Original Article

Moral Elevation, Physician Role Models, and Selected Markers of Professional Identity Formation and Well-Being: A Secondary Analysis from Two National Surveys

Authors: Shay X. Huang, BS, Sandra A. Ham, MS, Merlin Varghese, MD, John D. Yoon, MD

Abstract

 Objectives: Moral elevation is the underlying emotion that arises when witnessing admirable acts, and it is theorized to be the psychological mechanism driving the impact that positive clinical role models have on medical students’ professional identity formation (eg, growth in professional virtues, higher sense of meaning, and well-being). This proof-of-concept study explores the development of the Moral Elevation Scale in Medicine by testing the association of moral elevation with various markers of professional identity formation.

Methods: A secondary data analysis of two nationally representative samples of 960 medical students and 2000 physicians was performed. Respondents completed validated measures of moral elevation as well as markers of professional identity formation, including patient-centered virtues (empathic compassion, interpersonal generosity, mindfulness) and measures of well-being (life meaning, life satisfaction, spirituality, burnout).

Results: The study obtained adjusted response rates of 56.2% (1047/1863, physician survey) and 48.7% (448/919, student survey). The national estimates for mean moral elevation in medical students and physicians are 4.34/5.00 and 4.22/5.00, respectively. In medical students and physicians, high moral elevation was associated with higher empathic compassion (student odds ratio [OR] 1.30, 95% confidence interval [CI] 1.02–1.67; physician OR 1.22, 95% CI 1.23–1.65) and, similarly, generosity. In addition, higher moral elevation in the physician cohort was associated with greater life meaning (OR 2.03, 95% CI 1.25–3.32) and similarly spirituality.

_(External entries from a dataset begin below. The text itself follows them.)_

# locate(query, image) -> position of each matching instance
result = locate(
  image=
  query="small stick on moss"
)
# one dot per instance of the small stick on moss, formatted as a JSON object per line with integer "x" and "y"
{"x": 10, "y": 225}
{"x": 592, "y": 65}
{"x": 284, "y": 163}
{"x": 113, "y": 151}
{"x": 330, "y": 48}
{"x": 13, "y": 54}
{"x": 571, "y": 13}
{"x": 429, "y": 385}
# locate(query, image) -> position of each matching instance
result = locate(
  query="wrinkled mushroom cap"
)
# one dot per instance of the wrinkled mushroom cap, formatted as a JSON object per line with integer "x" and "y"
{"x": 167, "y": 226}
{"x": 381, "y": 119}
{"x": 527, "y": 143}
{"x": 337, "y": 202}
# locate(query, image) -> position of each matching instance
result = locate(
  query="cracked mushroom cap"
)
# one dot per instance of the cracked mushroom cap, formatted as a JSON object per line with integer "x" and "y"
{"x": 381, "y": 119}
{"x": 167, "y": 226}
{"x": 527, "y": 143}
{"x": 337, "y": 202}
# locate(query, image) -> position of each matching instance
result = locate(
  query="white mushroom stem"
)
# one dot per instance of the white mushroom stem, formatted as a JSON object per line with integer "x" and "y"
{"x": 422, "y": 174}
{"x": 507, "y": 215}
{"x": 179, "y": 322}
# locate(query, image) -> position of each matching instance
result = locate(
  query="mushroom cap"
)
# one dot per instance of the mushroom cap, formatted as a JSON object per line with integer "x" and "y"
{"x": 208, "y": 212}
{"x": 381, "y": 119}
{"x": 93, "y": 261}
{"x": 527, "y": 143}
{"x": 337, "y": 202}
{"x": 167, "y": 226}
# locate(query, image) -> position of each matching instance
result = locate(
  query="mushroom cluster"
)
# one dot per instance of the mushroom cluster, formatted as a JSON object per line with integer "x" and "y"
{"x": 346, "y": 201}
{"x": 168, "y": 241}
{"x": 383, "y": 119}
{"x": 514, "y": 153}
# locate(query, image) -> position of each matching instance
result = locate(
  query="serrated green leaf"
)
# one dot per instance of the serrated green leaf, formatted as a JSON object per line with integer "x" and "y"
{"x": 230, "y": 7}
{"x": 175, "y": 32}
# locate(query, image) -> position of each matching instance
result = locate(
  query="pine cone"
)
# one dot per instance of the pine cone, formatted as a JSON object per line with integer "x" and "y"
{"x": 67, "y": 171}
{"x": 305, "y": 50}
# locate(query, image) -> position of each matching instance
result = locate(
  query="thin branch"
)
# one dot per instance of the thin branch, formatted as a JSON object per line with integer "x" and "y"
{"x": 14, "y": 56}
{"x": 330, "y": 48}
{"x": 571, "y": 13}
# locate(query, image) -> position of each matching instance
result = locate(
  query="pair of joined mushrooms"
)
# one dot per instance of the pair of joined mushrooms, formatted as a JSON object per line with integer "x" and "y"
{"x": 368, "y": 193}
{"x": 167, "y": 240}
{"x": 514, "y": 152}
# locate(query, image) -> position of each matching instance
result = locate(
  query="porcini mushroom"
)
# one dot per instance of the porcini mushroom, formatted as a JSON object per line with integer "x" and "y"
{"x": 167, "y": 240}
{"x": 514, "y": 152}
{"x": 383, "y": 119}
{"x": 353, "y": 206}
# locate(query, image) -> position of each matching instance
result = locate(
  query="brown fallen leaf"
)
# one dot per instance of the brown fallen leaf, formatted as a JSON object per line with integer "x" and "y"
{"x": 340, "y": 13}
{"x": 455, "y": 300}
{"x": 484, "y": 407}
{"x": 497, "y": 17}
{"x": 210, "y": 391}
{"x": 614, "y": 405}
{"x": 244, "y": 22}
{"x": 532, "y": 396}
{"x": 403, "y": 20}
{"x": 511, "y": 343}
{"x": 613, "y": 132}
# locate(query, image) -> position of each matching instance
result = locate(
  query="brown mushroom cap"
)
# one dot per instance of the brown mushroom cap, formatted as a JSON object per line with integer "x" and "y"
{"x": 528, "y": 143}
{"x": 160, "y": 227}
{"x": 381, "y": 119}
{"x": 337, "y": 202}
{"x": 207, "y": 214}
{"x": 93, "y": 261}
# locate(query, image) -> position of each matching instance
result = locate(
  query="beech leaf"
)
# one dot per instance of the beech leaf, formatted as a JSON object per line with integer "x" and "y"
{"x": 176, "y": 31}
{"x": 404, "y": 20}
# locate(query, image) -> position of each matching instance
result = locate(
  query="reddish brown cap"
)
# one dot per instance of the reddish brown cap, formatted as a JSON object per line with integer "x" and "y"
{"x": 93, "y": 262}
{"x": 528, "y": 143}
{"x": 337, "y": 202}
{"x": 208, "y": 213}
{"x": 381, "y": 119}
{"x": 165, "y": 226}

Conclusions: In medical students and practicing physicians, self-reported experiences of high moral elevation with physician role models were associated with higher self-reported measures of patient-centered virtues, spirituality, and life meaning. Our Moral Elevation Scale in Medicine demonstrates preliminary promise as a measure to assess environmental precursors needed for virtue development in professional identity formation, but further reliability and validity testing of this measure is needed.